U.S. Secretary of State Mike Pompeoduring
said Tuesday in a briefing to the press that credible elections after the transitional government took power could pave the way for the U.S. to drop all sanctions.

- Plan seeks to ease path toward national elections in Venezuela
- Pompeo says Maduro would never be allowed to rule again

By Ethan Bronner and Nick Wadhams/Bloomberg

WASHINGTON
Petroleumworld 04 01 2020

The U.S. called on Venezuelan President Nicolas Maduro and opposition leader Juan Guaido to step aside and allow a transitional government to take power and set up new elections, a shift in strategy aimed at breaking a political stalemate in the country.

With previous U.S. efforts to oust Maduro stalled, the Trump administration's special representative to Venezuela, Elliott Abrams, and Secretary of State Michael Pompeo said Tuesday that credible elections after the transitional government took power could pave the way for the U.S. to drop all sanctions.

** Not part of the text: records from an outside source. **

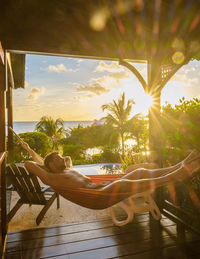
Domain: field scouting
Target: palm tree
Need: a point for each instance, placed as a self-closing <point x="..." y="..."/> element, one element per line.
<point x="52" y="128"/>
<point x="118" y="116"/>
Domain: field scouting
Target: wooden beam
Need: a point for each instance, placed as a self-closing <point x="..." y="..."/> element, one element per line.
<point x="3" y="214"/>
<point x="1" y="54"/>
<point x="9" y="104"/>
<point x="135" y="72"/>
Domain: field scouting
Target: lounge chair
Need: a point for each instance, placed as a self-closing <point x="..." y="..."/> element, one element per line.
<point x="30" y="192"/>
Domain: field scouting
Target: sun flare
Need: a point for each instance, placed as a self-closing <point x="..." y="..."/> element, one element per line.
<point x="143" y="103"/>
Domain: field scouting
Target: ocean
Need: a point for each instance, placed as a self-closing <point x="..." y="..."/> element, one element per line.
<point x="29" y="126"/>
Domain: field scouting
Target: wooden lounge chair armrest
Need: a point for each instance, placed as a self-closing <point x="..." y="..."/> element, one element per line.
<point x="46" y="188"/>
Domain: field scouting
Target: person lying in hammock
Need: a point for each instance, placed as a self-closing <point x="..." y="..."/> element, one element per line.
<point x="60" y="174"/>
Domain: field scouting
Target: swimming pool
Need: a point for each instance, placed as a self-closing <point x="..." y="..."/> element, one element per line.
<point x="94" y="169"/>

Abrams and Pompeo both said their support for Guaido remains undiminished. Pompeo called him Venezuela's most popular politician, and Abrams said Guaido remains the country's “legitimate interim president” and would probably win elections if they take place some nine to 12 months from now. But he said that for the sake of the transitional government's legitimacy, Guaido shouldn't be part of it.

“We want Guaido to be free to run for president,” Abrams told reporters. “Under our plan, he is, and according to the polls I've seen, he's very likely to win.”

The U.S. effort appears to be aimed at trying to isolate Maduro by providing a road map for his party and some people around him to survive politically. It even promises an end to sanctions threats against members of his government based on their positions, though not for those accused of crimes such as drug trafficking.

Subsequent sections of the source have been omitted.